Soul destroying
There’s a picture by Lee Miller of an SS guard from Buchenwald taken just after the camp’s liberation. The man stares wide-eyed and shocked, his faced bloodied by a beating from his former prisoners. Here’s a portrait of an individual who, we can assume from context, did evil. Look him in the eye. What do you see? Is it possible to sense human commonality in the wide, startled gaze frozen by the camera?
That’s the test isn’t it? If we all share some deep sense of inner unconstructed self, then it must be as real in him as it is in me, something that precedes the thoughts and actions that form the self that acts — however it acts — in the world.

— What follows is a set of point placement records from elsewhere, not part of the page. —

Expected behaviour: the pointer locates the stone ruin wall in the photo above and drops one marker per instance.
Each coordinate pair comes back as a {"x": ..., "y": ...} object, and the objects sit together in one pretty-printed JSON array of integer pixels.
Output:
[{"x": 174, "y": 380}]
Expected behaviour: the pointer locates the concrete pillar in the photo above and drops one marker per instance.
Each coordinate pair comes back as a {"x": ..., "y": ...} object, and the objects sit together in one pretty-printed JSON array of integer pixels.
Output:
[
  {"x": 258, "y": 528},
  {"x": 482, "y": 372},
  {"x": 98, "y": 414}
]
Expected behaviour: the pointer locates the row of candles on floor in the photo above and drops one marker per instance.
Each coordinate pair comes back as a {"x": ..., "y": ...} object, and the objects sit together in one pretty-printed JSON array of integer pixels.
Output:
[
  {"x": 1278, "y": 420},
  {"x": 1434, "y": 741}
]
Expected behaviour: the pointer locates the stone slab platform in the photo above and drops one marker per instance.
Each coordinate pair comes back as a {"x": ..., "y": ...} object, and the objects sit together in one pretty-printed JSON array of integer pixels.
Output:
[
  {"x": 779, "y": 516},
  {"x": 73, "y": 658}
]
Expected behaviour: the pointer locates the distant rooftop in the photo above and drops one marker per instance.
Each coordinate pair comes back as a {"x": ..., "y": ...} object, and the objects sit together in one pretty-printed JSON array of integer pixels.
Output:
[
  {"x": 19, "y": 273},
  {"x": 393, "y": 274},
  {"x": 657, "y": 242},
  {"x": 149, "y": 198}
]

By that thinking, evil is not innate to that point of existential origin, but a sum of what we think and do. The consequence? That even the evil have a pristine soul.
There’s a profound, and useful, idea here: that we are not just our thought-made selves. That the essence of our existence is a deeper thing that is felt rather than thought, an essence that is the shared energy of all existence. A soul, to give it a name. Perhaps some pure point of inner light, elusive to thought, that is love.

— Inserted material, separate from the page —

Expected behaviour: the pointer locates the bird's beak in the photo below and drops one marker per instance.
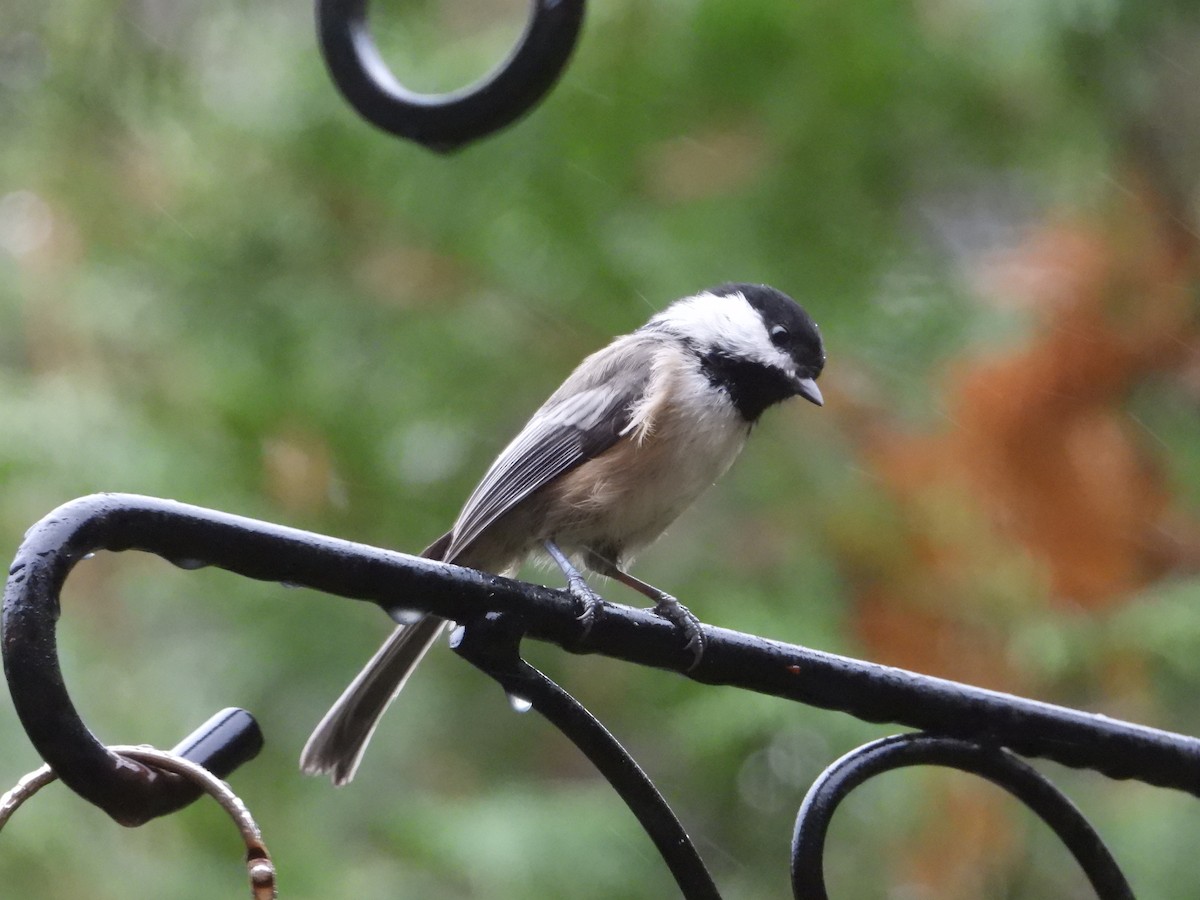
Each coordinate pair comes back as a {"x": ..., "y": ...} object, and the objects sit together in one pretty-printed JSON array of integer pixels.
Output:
[{"x": 808, "y": 389}]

Chewing this over as the days count down to Christmas, and the news is still filled by the downstream consequences of recent violent evil. Those Bondi killings have several lessons but the one sticking with me now is how much our political consciousness has strayed from that idea of shared humanity. It seems sadly obvious to say that the currently popular conservative — and it is almost specifically conservative — political position is to exploit fear and division. To create them if needs be; or, opportunistically, if possible. The offer is not to elect for hope, but to elect to deny the hope of others and find a sense of safety in that thought. ‘Other’ is a key word in this: a politics that first creates a social other and then promises its active subordination. Progressive politics, by contrast remains a collection of others combined to pursue some notion of a common good. Feels too glib to write that, but it also feels fundamentally true. It also feels sad to note that in that contest the progressive idea struggles now for public traction, even as it has the potential to feed that deeper sense of inner selves.
The bleakness of that division is recent; media led, and led by the example of successful angry populists. It’s possible to recall times in Australian political culture when the reaction to an event of the extremity of Bondi would have been contained within a public sphere that saw its first duty as being to some idea of public certainty and collective safety. That’s gone. The fear is now exploited.

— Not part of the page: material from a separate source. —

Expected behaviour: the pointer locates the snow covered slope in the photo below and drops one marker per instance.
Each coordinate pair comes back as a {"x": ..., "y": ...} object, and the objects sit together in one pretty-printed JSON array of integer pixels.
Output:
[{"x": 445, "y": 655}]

I guess this matters all the more because of the dominant position of that political conversation as a leading contemporary sense of our collective selves. It feels like a barren moment. A time utterly absorbed in the constructed worlds of the material, and worse, one capable of dwelling on our darker instincts as a preferred common social denominator. It’s a moment that is somehow profoundly inhuman. It feels rich to say it, but a time that is a betrayal of our souls.



Thanks for this post. I described evil as it was personified in my less than perfect book on O’Leary - one of the perpetrators of the 1926 mass murder of at last 20 Aboriginal women and men in at least three separate but linked events at Forrest River in the Kimberley. It was hard to get my head around. I think we will always struggle with coming to grips with how people conduct themselves when they commit these acts …
It’s obviously been an horrific time for so many and many words have already been written to try and make sense of this hateful crime. Trying to have a balanced take on this seems impossible for some who ought to be fostering calm and cohesion. Shedding tears publicly wouldn’t be my measure of grief or distress. The writer who has reflected my thoughts best is Dr Jenna Price whose piece in last Sunday’s Age came from an experienced heart. It’s well worth seeking out if anyone reading my comment hasn’t already.